Una sorpresa è l'apprezzamento che suscitava, nella patria dello champagne, il nostro Asti spumante, tanto da essere regalato, da una persona facoltosa e di gusti raffinati  come Swann in occasione di un invito a pranzo dalla famiglia del Narratore:


Esse (zia Flora e zia Celine: le prozie di Marcel) mostrarono maggior interesse quando, la vigilia del giorno che Swann doveva venire a pranzo, e aveva mandato a loro personalmente una cassa d'Asti spumante, la zia, ...... eccetera

Il personaggio che in tutta la recherche viene analizzzato più in profondità - più di famigliari e amici - e di cui conosciamo con più precisione i meccanismi mentali, è senz'altro Françoise, che sovrintendeva il personale nella casa della zia Léonia, a Combray e, alla morte di questa, in casa del Narratore. In questo modo esordisce il personaggio nel romanzo:

Il mio timore era che Françoise, la cuoca della zia, incaricata di badare a me quando ero a Combray, si rifiutasse di portare il biglietto. Capivo che fare una commissione alla mamma mentre c'era gente, le sarebbe parso altrettanto impossibile come al portinaio d'un teatro il consegnare una lettera ad un attore che è in scena. Ella aveva, riguardo alle cose che si possono o non si possono fare, un codice imperioso, vasto, sottile e intransigente nelle distinzioni inafferabili od oziose (ciò che gli dava l'aspetto di quelle leggi antiche, le quali, accanto a prescrizioni feroci come il massacro di bambini poppanti, proibiscono con esagerata delicatezza di bollire il capretto nel latte della madre, o mangiare in un animale il nervo della coscia).    (omissis)

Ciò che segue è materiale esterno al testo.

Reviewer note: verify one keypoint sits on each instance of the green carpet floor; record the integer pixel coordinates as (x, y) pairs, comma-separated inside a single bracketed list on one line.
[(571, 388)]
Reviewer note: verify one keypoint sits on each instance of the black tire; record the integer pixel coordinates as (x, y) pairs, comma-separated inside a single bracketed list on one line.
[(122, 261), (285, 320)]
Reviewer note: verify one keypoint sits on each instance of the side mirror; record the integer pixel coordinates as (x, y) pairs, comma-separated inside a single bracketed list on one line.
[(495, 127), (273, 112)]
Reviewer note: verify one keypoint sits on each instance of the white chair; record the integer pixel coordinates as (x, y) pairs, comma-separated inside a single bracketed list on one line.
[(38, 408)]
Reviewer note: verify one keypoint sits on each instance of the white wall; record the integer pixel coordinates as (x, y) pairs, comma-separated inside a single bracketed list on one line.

 In questo caso l'articolo del codice per cui era poco propabile che, salvo caso d'incendio, Françoise andasse a disturbare la mamma in presenza di Swann per un piccolo personaggio com'ero io, esprimeva semplicemente il rispetto che ella professava non soltanto per i genitori - come per i morti, i preti e i re - ma anche per il forestiero a cui viene data ospitalità.       (omissis)

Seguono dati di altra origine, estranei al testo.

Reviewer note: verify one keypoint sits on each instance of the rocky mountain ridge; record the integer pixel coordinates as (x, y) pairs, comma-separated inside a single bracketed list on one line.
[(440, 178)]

Immagino che Françoise non mi credesse, giacché, come gli uomini primitivi, i cui sensi erano più potenti dei nostri, ella discerneva immediatamente, da segni inafferabili per noi, qualsiasi verità che volessimo tenerle nascosta.... (omissis)

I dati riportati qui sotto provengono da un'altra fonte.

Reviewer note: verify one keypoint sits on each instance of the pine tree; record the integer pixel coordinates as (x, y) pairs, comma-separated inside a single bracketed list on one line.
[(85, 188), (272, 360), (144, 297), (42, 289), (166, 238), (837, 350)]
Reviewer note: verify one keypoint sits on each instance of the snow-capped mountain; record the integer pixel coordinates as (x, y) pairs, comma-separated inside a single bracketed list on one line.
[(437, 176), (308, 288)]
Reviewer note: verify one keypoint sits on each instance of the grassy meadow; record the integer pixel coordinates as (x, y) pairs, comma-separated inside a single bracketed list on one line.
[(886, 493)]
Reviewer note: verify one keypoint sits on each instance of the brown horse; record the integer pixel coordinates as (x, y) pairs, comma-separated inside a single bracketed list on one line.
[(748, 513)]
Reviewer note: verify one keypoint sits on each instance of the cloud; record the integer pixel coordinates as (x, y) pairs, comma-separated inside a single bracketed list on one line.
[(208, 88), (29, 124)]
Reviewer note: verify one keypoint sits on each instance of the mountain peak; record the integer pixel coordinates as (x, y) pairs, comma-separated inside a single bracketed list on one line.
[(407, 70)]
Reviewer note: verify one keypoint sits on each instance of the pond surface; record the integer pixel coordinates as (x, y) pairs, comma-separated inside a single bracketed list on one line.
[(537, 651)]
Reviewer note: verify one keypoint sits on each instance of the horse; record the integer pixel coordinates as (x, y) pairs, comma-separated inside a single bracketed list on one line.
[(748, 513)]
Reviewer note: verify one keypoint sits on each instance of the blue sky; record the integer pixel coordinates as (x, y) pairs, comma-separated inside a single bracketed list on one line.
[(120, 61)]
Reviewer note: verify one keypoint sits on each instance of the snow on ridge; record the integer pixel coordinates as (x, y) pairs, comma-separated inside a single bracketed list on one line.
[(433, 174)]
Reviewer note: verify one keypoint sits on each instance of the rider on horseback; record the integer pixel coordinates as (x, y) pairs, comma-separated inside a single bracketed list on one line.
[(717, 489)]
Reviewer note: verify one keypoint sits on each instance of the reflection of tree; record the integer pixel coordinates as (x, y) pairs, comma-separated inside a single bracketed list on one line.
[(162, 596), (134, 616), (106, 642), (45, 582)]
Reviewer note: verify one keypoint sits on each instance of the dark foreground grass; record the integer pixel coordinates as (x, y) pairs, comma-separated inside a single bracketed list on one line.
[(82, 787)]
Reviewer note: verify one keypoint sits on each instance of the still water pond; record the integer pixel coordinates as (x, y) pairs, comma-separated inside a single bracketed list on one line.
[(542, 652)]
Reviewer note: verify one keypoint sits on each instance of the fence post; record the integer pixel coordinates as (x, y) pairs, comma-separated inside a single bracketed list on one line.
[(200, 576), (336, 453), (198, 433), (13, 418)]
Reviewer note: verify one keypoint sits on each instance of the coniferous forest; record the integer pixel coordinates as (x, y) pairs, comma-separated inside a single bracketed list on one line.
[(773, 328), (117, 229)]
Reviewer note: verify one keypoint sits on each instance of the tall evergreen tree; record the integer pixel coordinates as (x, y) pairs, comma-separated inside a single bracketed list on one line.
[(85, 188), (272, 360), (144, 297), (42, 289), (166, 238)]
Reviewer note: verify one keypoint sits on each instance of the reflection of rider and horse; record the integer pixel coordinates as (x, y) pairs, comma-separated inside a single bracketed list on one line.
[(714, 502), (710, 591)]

Già da questi  piccoli campioni, non sentite la voglia di immergervi nella estasiante lettura di Proust?

Dopo aver letto La strada di Swann cercai di recuperare nella biblioteca di famiglia i preziosi sette volumetti Einaudi dell'opera completa, ma ahimè ne rimanevano solo tre, gli altri quattro dispersi in traslochi o ex-libris in casa di amici infedeli; così, per completare la lettura dell'intera opera, acquistai i quattro volumi  dell'edizione I Meridiani, che possiede, a differenza dell'edizione einaudiana, un apparato imponente di note, forse anche eccessive per la fatale  frammentazione che può creare nella lettura.